Because of the relatively small sample size (just 18 career games started), Bryant could be had inexpensively. With PFF grading him as the best defensive tackle in free agency, you'd be hard-pressed to find a better deal in the market on a strictly dollars-to-production ratio. DT Richard Seymour is also set to be a free agent, and while a Seymour-New England reunion isn't entirely out of the question, Bryant is the player to pursue. He has plenty of upside, plenty of years left to contribute (he's just 27), and plenty of uses for a team still left hammering away at the consistently elusive pass rush.
Why He's Not: Bryant's emergence into his athletic prime coupled with breakthrough games during the tail end of the Raiders' season haven't gone unnoticed. For this reason, many teams are expected to contend for Bryant's services in the offseason, pushing the cost up until it's prohibitive for New England. While quite possibly allowing Seymour to walk, the Raiders will push particularly hard to keep Bryant as a cost-effective piece to build the evolving defense around.

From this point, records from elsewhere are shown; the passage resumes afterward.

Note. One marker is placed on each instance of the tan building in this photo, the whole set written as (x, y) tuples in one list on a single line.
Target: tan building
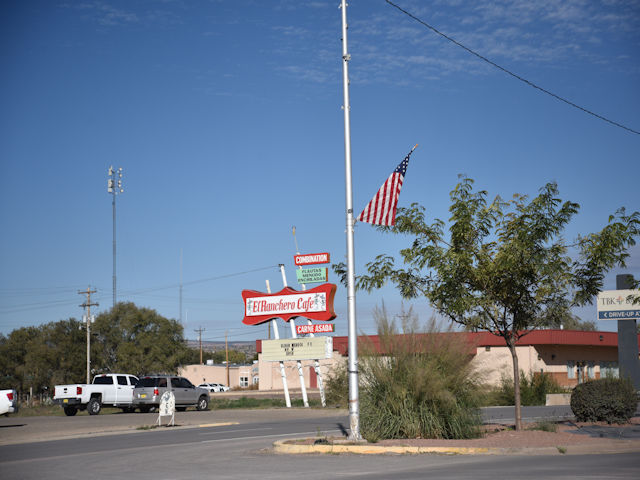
[(570, 356), (235, 376)]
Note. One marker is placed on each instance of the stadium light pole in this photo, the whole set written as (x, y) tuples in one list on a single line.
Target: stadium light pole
[(114, 187)]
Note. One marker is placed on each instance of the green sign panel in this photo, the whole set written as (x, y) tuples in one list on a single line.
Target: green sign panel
[(312, 275)]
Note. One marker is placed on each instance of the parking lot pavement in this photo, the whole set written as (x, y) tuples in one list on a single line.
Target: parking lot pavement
[(33, 429)]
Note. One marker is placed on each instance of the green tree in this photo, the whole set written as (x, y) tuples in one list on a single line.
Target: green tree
[(137, 340), (505, 267)]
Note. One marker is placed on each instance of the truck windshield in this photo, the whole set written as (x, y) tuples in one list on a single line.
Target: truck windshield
[(151, 382), (103, 381)]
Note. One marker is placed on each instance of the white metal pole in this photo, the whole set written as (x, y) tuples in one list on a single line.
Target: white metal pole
[(354, 410), (292, 323), (283, 373), (316, 363)]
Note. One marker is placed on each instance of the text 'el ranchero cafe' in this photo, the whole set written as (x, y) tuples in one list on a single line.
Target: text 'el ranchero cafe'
[(315, 304)]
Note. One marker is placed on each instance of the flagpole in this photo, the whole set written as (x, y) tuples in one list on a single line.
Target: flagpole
[(354, 410)]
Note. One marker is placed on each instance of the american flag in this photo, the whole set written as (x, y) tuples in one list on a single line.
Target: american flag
[(381, 210)]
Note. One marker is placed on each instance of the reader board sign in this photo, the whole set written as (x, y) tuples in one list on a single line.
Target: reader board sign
[(315, 328), (314, 304), (311, 258), (297, 349), (312, 275), (618, 305)]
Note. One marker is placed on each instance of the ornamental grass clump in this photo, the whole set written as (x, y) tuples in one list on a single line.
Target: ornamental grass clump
[(610, 400), (417, 384)]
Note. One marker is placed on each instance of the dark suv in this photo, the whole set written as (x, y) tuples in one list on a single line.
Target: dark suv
[(149, 389)]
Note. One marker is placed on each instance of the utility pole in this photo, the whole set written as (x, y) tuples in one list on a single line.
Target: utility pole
[(114, 187), (199, 332), (352, 366), (88, 304), (226, 349)]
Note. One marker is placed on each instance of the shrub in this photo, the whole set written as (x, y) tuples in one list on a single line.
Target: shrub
[(422, 386), (533, 389), (336, 387), (610, 400)]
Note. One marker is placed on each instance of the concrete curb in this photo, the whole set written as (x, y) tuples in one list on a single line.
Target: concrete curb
[(285, 447), (281, 446)]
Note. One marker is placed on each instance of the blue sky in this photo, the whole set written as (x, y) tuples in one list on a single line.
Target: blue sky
[(226, 118)]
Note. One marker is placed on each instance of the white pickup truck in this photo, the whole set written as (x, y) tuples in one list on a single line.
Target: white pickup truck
[(110, 389)]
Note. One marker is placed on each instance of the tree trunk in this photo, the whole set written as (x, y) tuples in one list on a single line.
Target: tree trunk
[(516, 385)]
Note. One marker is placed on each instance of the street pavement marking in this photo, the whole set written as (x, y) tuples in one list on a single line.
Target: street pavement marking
[(223, 424)]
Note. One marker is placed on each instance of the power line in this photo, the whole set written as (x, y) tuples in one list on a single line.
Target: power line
[(508, 72)]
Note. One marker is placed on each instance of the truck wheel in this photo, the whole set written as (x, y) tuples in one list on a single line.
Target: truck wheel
[(203, 403), (94, 406), (70, 411)]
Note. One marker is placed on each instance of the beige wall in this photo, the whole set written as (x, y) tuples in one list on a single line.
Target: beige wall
[(271, 378), (198, 374), (493, 363)]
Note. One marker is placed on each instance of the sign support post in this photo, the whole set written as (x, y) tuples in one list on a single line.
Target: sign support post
[(283, 373), (316, 363), (628, 340), (292, 323)]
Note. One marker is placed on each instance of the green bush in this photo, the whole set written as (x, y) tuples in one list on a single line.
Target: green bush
[(533, 390), (421, 386), (610, 400), (336, 387)]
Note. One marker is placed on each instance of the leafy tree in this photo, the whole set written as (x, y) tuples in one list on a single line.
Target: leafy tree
[(137, 340), (505, 267)]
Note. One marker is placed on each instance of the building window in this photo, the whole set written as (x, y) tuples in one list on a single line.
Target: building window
[(609, 370)]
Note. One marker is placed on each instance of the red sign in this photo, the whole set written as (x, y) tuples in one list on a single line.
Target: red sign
[(311, 258), (315, 328), (315, 304)]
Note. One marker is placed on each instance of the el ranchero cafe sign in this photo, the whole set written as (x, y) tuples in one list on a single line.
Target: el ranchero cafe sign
[(314, 304)]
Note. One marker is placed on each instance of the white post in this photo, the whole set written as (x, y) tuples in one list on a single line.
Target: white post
[(354, 409), (292, 322), (283, 373)]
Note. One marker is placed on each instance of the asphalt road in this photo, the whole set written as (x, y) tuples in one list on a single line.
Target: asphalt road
[(243, 450)]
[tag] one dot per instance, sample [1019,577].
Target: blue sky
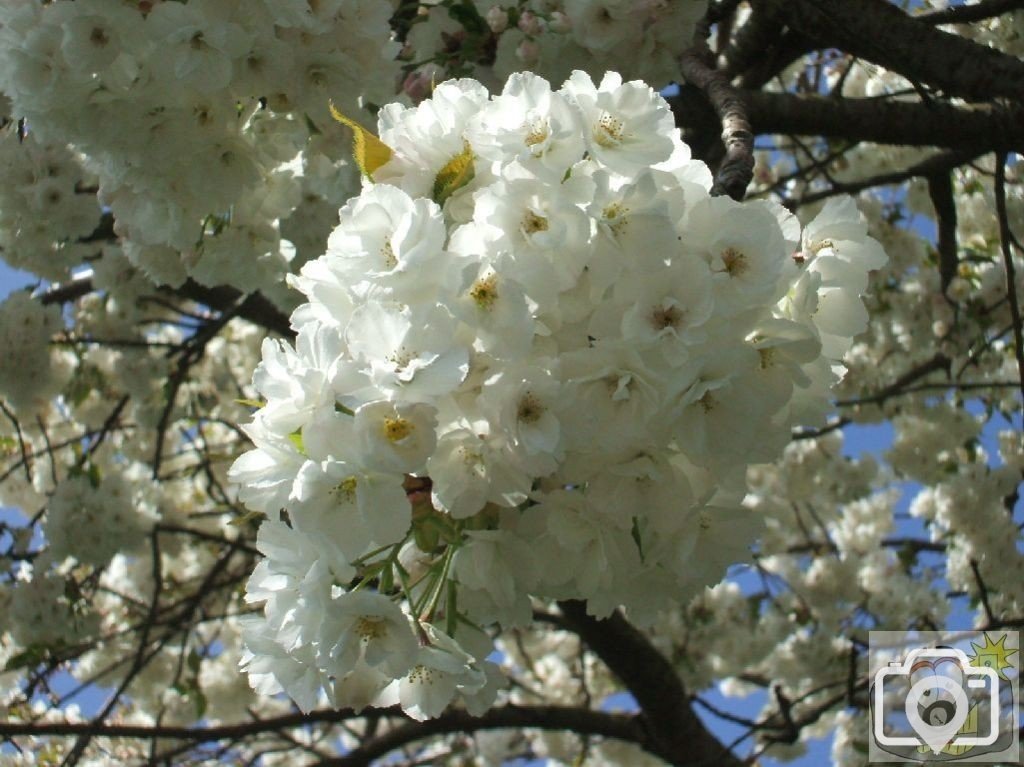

After the Patriots struck out in DT free agency this past offseason with the unsuccessful acquisition of Jonathan Fanene, they could be gun-shy when it comes to dropping big bucks on another player--especially one with a medical red flag. Bryant left action after the first half in one of his starts due to an irregular heartbeat, and while not a major concern, the Patriots may prefer to play it safe and draft and promote from within where they maintain total control over a player's vitals and cost as it pertains to the salary cap.
The Consensus: Bryant is an intriguing player that boasts a lot of legitimate measurables for any team hoping to bolster its defensive line. While the Patriots will undoubtedly exercise their due diligence and take a closer look at Bryant, I only envision serious pursuit if they consider themselves unable to pluck promising defensive line prospects where they are currently situated in the 2013 Draft. Bryant would be an amazing take for the right price, but will likely command too many dollars and years for a team that's hoping to lock down two big free agents of their own in Wes Welker and Sebastian Vollmer.